Abstract

7534 Background: Despite complete Sx pts with stage IA have an approx. 5yr survival of only 61%. Better prognostic factors need to be identified in this stage. In this study we evaluated the effect of detailed surgical LN exam on Progression Free Survival (PFS) and Overall Survival (OS) of these pts. Methods: All pts with pT1pN0M0 (stage IA) NSCLC from 11/2000 to 12/2006 at OSF Saint Francis Medical Center, Peoria, IL were deemed eligible. Log rank and Cox proportional hazard model (CPHM) was used to estimate survival rates and relative risks. For the purpose of analyses, number of LN examined was broken down in 4 groups; 1–3 (group1or G1), 4–6 (G2), 7–9 (G3), > 9 lymph nodes (G4). Results: Of the 112 eligible pts, analyses were performed on 98 pts with complete data on pathologic tumor stage, number of LN, grade, differentiation and race. Demographics are as follows: median age: 71 (33–83 yrs), median follow-up time: 2.08 years (0.07–5.31 yrs).

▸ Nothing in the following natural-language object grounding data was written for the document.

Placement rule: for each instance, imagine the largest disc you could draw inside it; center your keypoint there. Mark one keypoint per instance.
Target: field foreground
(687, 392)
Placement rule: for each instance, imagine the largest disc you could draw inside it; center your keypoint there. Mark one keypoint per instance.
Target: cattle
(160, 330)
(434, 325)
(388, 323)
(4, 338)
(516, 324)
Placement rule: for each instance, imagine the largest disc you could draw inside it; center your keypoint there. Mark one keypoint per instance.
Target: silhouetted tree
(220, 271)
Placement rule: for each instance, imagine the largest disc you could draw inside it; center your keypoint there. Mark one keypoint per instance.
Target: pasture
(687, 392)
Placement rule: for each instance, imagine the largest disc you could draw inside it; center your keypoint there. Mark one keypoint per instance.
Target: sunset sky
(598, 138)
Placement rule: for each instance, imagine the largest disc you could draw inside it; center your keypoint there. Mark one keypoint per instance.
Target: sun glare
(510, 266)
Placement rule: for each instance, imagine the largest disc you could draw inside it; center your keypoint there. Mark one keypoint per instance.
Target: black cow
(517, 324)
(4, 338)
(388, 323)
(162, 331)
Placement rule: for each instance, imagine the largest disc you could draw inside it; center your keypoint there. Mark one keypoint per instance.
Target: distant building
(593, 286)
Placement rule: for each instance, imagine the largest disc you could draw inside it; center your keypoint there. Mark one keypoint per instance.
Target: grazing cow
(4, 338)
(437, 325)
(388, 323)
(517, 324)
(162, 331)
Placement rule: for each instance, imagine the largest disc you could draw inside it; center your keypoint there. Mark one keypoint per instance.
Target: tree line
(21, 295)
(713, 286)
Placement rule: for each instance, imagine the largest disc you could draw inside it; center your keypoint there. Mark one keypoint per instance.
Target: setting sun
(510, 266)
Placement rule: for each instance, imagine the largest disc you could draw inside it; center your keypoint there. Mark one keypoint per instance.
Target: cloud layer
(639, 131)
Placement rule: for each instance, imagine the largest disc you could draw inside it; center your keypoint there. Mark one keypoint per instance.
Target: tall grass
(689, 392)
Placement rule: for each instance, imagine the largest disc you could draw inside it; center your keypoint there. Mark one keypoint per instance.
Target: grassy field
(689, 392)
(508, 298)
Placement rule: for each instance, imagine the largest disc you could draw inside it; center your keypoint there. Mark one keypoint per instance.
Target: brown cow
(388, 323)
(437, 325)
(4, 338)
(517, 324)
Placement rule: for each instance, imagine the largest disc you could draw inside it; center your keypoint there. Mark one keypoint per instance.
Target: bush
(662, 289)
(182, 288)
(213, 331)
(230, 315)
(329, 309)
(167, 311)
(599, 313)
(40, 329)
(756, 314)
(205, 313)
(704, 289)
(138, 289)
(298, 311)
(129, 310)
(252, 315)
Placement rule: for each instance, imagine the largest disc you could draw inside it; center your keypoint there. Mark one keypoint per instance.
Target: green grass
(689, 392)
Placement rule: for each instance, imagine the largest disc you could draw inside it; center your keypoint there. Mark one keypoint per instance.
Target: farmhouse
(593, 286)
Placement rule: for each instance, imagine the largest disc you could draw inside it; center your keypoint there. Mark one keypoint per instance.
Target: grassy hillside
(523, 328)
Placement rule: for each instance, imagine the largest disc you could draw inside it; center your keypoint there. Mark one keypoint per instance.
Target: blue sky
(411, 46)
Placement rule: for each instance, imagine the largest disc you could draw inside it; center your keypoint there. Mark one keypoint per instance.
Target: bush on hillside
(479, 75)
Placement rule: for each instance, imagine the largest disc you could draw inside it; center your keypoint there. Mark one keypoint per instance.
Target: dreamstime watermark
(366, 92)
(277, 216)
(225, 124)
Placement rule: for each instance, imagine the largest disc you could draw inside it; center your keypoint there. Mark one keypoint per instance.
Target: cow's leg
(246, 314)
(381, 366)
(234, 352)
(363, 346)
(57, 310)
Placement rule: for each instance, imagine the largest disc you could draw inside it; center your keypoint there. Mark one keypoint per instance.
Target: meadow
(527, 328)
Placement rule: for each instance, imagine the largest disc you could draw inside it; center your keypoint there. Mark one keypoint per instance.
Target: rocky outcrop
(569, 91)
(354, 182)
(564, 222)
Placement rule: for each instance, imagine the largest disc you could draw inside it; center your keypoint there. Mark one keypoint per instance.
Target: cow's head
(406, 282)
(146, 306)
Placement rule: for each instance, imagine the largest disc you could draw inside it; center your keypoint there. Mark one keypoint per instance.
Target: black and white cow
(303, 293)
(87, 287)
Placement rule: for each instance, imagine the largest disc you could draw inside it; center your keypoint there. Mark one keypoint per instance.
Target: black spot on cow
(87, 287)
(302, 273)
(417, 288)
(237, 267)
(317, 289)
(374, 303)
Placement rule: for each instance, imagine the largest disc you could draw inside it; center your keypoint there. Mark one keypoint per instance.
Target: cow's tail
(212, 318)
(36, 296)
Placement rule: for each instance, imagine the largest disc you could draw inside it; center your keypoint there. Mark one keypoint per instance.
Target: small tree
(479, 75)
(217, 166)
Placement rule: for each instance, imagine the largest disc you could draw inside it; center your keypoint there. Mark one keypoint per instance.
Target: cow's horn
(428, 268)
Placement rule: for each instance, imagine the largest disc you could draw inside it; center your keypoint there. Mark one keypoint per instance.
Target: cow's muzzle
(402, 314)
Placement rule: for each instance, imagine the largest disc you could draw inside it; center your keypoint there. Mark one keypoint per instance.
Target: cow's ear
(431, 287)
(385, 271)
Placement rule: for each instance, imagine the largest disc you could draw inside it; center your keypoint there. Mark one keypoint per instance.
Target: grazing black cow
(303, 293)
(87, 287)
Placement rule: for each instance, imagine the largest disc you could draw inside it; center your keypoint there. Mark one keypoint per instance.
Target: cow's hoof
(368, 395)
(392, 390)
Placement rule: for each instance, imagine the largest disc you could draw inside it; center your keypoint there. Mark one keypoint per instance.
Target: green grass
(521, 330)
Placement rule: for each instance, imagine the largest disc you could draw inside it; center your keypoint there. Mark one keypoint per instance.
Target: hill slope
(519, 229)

LN groups pts numbers: G1: 33 (33.7%) pts, G2; 33 (33.7%) pts, G3: 19 (19.3%) and G4: 13 (13.3%). We observed a statistically significant increasing trend in PFS with increase in number of LN examined (Log Rank p-value=0.039). No significant trend in OS was observed with increase in number of LN (log-rank p-value=0.2). 4 yr PFS for G1, G2, G3, G4 was18.1%, 67.9%, 52.6%, 72.7%. 4 yr OS for G1, G2, G3, G4 was 38.3%, 73.8%, 52.6%, 87.5%. CPHM demonstrated an increase in survival of G2, G3 and G4 as compared to G1 (PF Hazard ratios: 0.37, 0.53, 0.26; Overall Hazard Ratios: 0.44, 0.74 and 0.33 respectively). Conclusions: This data suggests that there is a significant increase in PFS survival with increase in number of LN examined at surgery in stage IA NSCLC pts. No significant financial relationships to disclose.